El sonido de su nombre sobresaltó al artista; dio un respingo involuntario y, en un acto reflejo, tapó el frasco de tinta para evitar que se derramase.
Un viejo amigo del taller de Verrocchio que salía de la plaza se le acercó.
– Sandro -dijo Leonardo, cuando su amigo llegó a su lado-. Tienes el aspecto de un príncipe.
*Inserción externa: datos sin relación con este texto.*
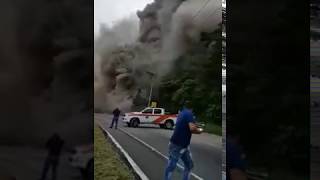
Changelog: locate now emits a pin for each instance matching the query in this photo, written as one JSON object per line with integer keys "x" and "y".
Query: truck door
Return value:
{"x": 147, "y": 116}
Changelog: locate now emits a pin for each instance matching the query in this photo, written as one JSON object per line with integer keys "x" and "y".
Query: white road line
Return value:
{"x": 156, "y": 151}
{"x": 135, "y": 167}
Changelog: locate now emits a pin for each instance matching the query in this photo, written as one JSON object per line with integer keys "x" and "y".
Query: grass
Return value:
{"x": 107, "y": 163}
{"x": 213, "y": 129}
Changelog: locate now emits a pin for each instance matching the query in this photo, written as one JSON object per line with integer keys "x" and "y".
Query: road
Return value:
{"x": 206, "y": 149}
{"x": 26, "y": 163}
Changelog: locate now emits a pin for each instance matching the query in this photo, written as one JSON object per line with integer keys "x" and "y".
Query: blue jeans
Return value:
{"x": 176, "y": 153}
{"x": 114, "y": 121}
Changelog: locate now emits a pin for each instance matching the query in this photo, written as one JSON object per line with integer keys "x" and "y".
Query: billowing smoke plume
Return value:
{"x": 167, "y": 28}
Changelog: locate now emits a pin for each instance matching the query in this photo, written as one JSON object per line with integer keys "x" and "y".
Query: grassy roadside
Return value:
{"x": 213, "y": 129}
{"x": 107, "y": 163}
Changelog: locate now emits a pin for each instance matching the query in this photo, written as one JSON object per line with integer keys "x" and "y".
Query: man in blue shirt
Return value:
{"x": 180, "y": 141}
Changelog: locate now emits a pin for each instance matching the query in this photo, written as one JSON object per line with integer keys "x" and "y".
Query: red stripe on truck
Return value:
{"x": 163, "y": 117}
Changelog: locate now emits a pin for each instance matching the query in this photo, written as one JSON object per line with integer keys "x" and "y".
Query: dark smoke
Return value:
{"x": 167, "y": 28}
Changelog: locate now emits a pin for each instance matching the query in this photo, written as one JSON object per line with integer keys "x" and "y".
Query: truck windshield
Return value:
{"x": 147, "y": 111}
{"x": 157, "y": 111}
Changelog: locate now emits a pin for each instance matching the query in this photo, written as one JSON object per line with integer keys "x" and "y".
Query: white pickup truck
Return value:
{"x": 150, "y": 116}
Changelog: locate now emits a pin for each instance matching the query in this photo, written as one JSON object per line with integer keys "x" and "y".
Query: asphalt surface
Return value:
{"x": 206, "y": 149}
{"x": 26, "y": 163}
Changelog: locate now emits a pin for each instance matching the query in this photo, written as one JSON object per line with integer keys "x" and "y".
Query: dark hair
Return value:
{"x": 188, "y": 104}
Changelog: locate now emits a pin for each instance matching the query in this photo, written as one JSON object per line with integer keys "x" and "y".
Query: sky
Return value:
{"x": 109, "y": 11}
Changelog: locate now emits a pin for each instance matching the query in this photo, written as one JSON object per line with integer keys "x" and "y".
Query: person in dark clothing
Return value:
{"x": 236, "y": 162}
{"x": 116, "y": 114}
{"x": 180, "y": 141}
{"x": 54, "y": 146}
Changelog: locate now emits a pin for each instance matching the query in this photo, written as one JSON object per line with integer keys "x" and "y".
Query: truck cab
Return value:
{"x": 150, "y": 115}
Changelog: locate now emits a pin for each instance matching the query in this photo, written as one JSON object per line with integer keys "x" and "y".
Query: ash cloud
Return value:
{"x": 167, "y": 28}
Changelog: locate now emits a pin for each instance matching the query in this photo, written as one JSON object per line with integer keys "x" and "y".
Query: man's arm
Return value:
{"x": 194, "y": 128}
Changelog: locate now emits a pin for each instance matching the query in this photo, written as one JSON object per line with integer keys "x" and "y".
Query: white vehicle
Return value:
{"x": 151, "y": 116}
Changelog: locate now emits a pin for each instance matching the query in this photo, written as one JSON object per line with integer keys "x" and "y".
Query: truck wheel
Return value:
{"x": 168, "y": 124}
{"x": 134, "y": 122}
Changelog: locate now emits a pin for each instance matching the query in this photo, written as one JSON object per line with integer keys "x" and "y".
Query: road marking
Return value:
{"x": 135, "y": 167}
{"x": 156, "y": 151}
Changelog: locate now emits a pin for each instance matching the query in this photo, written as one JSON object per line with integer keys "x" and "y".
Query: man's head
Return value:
{"x": 188, "y": 104}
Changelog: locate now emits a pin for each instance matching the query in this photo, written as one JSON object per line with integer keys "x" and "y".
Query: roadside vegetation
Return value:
{"x": 197, "y": 77}
{"x": 107, "y": 163}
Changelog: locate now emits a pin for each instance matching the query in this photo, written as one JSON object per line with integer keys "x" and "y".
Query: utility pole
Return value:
{"x": 151, "y": 87}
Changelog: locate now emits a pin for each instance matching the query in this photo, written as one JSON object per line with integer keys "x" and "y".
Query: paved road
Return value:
{"x": 26, "y": 163}
{"x": 206, "y": 149}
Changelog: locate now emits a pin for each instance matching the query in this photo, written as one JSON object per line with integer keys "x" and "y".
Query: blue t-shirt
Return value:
{"x": 182, "y": 134}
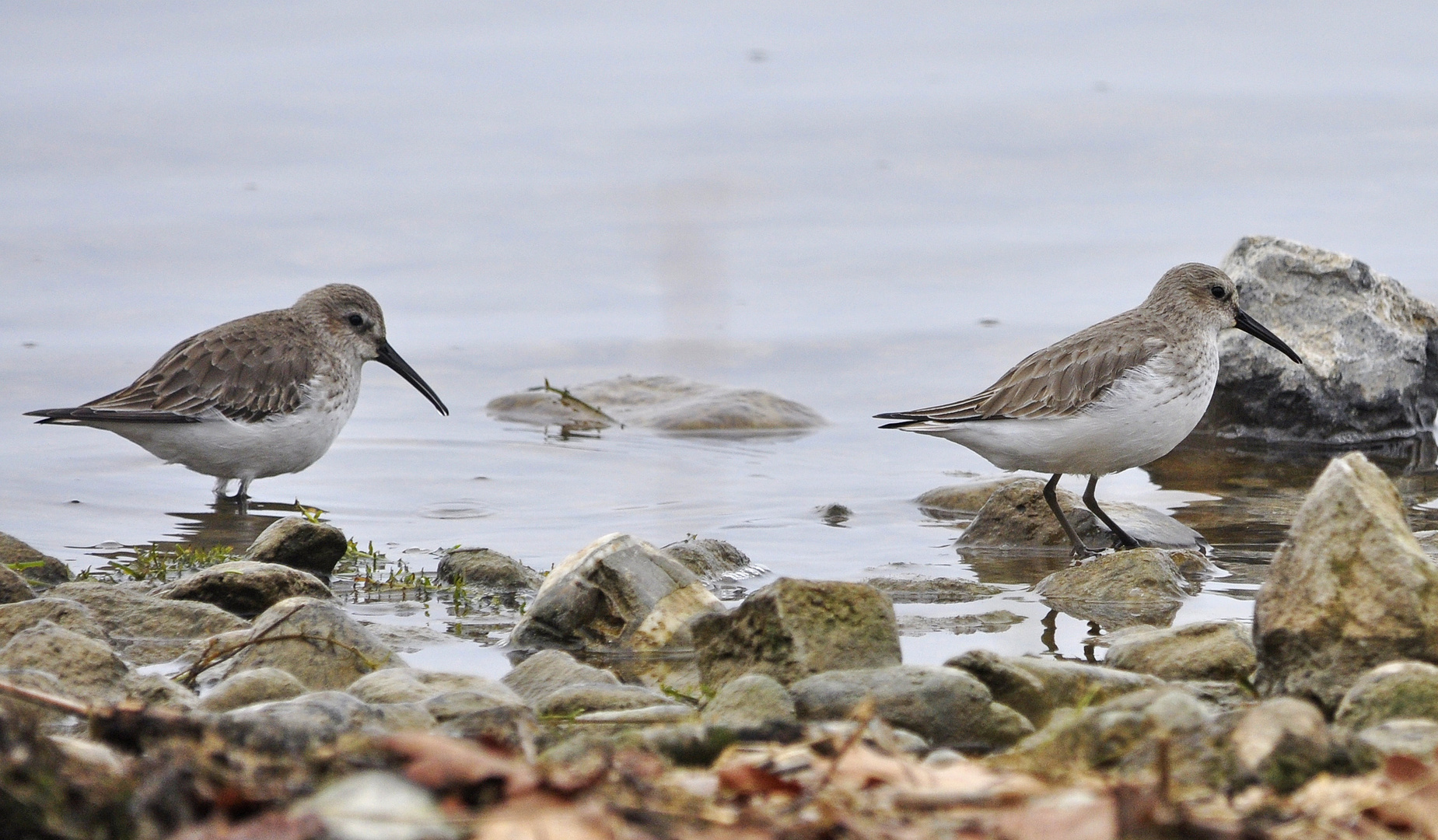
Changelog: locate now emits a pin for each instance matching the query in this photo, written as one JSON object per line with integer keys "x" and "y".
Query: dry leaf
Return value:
{"x": 447, "y": 764}
{"x": 542, "y": 817}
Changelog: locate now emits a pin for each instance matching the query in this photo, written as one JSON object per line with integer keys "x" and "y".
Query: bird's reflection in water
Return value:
{"x": 229, "y": 523}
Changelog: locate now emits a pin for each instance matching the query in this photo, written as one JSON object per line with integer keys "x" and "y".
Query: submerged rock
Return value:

Sandro Botticelli sonrió. Algunos años mayor que Leonardo, a los treinta y cuatro estaba en la plenitud de su vida y de su carrera. Desde luego vestía principescamente, con una capa roja con ribetes de armiño; una gorra de terciopelo negro cubría sus cabellos rubios, cortados a la altura de la barbilla, algo más corto de lo que marcaba la moda actual. Como Leonardo, llevaba el rostro afeitado. En sus ojos verdes, de párpados gruesos, brillaba la insolencia que siempre había marcado sus maneras. A Leonardo le gustaba; tenía un extraordinario talento y un corazón generoso. El año anterior, Sandro había recibido varios grandes encargos de los Médicis y Tornabuoni, entre ellos La primavera, que era el regalo de bodas de Lorenzo para su primo.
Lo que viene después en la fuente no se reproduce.